Analyze Your Network’s Current State
Once you’ve narrowed down the cause of your network issues, you can take action. Often, this involves using the network troubleshooting tools available to you and asking users about their experiences. It can help you identify if the issue is hardware-related or software.
An intent-based networking solution allows you to define a desired outcome or business objective. Then, it lets your network figure out how to accomplish that goal independently, thanks to artificial intelligence and machine learning. It means you can spend less time on manual configuration and management tasks.
It also makes it easier to roll back to a previously known good state in the event of an outage or other problems during an intentional push. And, because the network constantly performs self-checks, it’s more likely to catch an issue before it causes major disruptions. This ability to detect, diagnose, and resolve issues in real time reduces costs and improves performance.
Define Your Network’s Intent
The intent-based network’s architecture focuses on transforming your current infrastructure to be more intelligent. This is achieved through ML, which allows systems to analyze data and learn automatically without explicit programming. This means that your network can understand and predict what to do based on the information you provide.
The software works like those sound presets on a graphic equalizer, communicating with switches and adjusting their traffic shaping methods to match the types of traffic that you expect on your network. It also performs self-checks to ensure your network operates as intended and meets your business goals.
It then immediately translates your business goals into optimal network configurations, saving time and effort from planning, testing, and manually configuring the network. This closed-loop automation enables you to achieve your business goals faster and deliver better performance.
Implement Your IBN Solution
Intent-based networking focuses on intent instead of network configuration, translating into faster troubleshooting and fewer manual tasks. The idea is that, with specialized software, the network can understand what an application needs (or wants) and figure out how to deliver on that.
In an IBN system, a network administrator specifies an intent (a high-level goal), and the network configures itself to meet that need. For example, if executives want high-speed video conferencing, the network could automatically deploy virtual devices to ensure sufficient bandwidth is available.
IBN solutions use a combination of network automation and orchestration, data analytics, and telemetry to determine the best path for meeting an intent. In contrast, traditional policies require a more detailed and prescriptive approach to addressing business goals and are often vulnerable to edge cases (such as not handling a slow connection). IBN systems also provide better visibility into network performance to prevent downtime and security issues before they occur.
Monitor Your Network’s Performance
Intent-based networking solutions translate your business goals into network configurations and devices to ensure the network operates as intended. It makes your network smarter and more responsive to your business needs.
However, to make your IBN solution work for you, monitoring your network’s performance to ensure it delivers the expected benefits is important. It includes monitoring performance metrics such as bandwidth, uptime, latency, and packet loss.

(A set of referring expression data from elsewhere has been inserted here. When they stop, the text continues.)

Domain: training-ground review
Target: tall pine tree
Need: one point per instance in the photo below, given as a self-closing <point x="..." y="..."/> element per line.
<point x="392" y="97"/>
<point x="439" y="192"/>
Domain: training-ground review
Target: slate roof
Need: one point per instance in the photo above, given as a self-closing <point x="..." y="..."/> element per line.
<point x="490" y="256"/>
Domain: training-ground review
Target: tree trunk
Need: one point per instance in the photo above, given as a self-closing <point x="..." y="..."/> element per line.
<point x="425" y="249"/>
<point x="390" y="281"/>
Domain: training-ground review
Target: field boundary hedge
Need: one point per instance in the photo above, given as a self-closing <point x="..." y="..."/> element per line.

When your network operates according to its intended state, it can deliver the necessary services without additional manual intervention. This lets you focus on more strategic network operations and have a better customer experience.
Update Your IBN Solution
Intent-based networking is a continuous loop that starts with system administrators’ input, which the network translates into policies and then implements. The network then monitors itself and detects suspicious activity, alerting administrators to potential problems and suggesting steps for troubleshooting.
A well-functioning IBN solution combines data abstraction with automated implementation, network state awareness, and dynamic optimization. It can also verify that the actual network state meets intent by comparing it to proposed setups without relying on low-level device configuration or fiddling with configuration knobs. Many IBN solutions offer a network-as-a-service model, allowing you to manage devices across your entire network from one interface. However, beware of solutions that promise IBN but don’t offer an API or a unified network management console. They may be limited in functionality and can introduce overhead that runs counter to the goal of automation. Instead, look for IBN-inspired products with low-code commercial architecture and support from established vendors.